The invention discloses a freeze-drying process of thymalfasin for injection. The freeze-drying process is characterized by including the first step of pre-freezing, the second step of primary sublimation drying and the third step of secondary sublimation drying. In the second step of primary sublimation drying, seven-stage step temperature rise is adopted, wherein a, a coolant is heated to -10 DEG C+/-1 DEG C, and heat preservation is conducted for 1-1.5 h; when the vacuum degree reaches 15 Pa+/-3 Pa, automatic pulsed gas infiltration is conducted, and when the vacuum degree reaches 25 Pa+/-5 Pa, gas infiltration is stopped; b, the coolant is heated to -5 DEG C+/-1 DEG C, heat preservation is conducted for 1-1.5 h, and gas infiltration is conducted till the vacuum degree reaches 25 Pa+/-5 Pa; c, the coolant is heated to 0 DEG C+/-1 DEG C, heat preservation is conducted, and gas infiltration is conducted till the vacuum degree reaches 25 Pa+/-5 Pa; d, the coolant is heated to 5 DEG C+/-1 DEG C, heat preservation is conducted, and gas infiltration is conducted till the vacuum degree reaches 25 Pa+/-5 Pa; e, the coolant is heated to 10 DEG C+/-1 DEG C, heat preservation is conducted, and gas infiltration is conducted till the vacuum degree reaches 25 Pa+/-5 Pa; f, the coolant is heated to 15 DEG C+/-1 DEG C, heat preservation is conducted, and gas infiltration is conducted till the vacuum degree reaches 25 Pa+/-5 Pa; g, the coolant is heated to 25 DEG C+/-1 DEG C, heat preservation is conducted, and gas infiltration is conducted till the vacuum degree reaches 33 Pa+/-3 Pa.
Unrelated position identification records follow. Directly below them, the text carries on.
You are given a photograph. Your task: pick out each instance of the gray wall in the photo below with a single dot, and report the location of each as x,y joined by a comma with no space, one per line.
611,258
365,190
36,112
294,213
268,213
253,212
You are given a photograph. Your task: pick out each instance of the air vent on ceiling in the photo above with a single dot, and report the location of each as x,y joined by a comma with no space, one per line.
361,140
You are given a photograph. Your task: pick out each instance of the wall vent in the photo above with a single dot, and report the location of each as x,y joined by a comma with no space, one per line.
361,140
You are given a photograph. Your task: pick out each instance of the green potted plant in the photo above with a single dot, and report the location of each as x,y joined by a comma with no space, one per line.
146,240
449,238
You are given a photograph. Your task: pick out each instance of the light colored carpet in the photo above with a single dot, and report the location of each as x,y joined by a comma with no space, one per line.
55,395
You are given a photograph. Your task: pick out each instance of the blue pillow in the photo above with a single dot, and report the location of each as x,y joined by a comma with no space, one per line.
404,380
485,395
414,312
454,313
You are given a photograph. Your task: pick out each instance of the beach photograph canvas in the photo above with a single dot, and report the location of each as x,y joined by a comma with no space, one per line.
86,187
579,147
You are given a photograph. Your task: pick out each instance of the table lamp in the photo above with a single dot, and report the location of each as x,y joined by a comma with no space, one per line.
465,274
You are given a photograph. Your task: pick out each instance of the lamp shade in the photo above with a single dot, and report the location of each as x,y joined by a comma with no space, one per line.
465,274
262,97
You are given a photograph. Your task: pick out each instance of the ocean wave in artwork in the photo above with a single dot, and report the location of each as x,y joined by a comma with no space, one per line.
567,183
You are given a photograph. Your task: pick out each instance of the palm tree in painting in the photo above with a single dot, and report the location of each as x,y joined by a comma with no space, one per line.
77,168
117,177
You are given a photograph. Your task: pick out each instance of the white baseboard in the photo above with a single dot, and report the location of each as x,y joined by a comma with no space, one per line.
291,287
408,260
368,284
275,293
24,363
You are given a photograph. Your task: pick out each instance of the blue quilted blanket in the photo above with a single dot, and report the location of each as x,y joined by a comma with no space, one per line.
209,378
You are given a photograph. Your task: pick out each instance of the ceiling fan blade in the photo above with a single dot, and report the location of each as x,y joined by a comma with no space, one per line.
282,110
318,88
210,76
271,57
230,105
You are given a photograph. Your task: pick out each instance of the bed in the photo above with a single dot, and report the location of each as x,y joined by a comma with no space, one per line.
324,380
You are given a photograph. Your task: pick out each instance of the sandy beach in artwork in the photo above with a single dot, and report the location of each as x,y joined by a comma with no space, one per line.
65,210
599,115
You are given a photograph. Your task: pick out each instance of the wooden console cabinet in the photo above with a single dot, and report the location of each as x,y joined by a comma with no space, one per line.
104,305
By means of the freeze-drying process, it can be ensured that the moisture content and impurity limit of the finished product meet the requirements of National Drug Standards, and the time of the whole freeze-drying process can be shortened.

The invention discloses a method for preparing Thymalfasin. The method comprises the following steps: (1) preparing a Fmoc-Asp-resin complex; (2) preparing a protected Thymalfasin-resin complex; (3) removing a lateral-chain protective group by employing a cutting reagent, splitting Thymalfasin from resin, and carrying out ethyl ether precipitation, so as to obtain a Thymalfasin crude product; and (4) purifying the crude product by employing high-performance liquid chromatography, thereby obtaining refined Thymalfasin. The method for preparing the Thymalfasin, provided by the invention, is simple, convenient and efficient, and the problem that Thymalfasin preparation processes are tedious and are low in efficiency and high in cost at present is solved.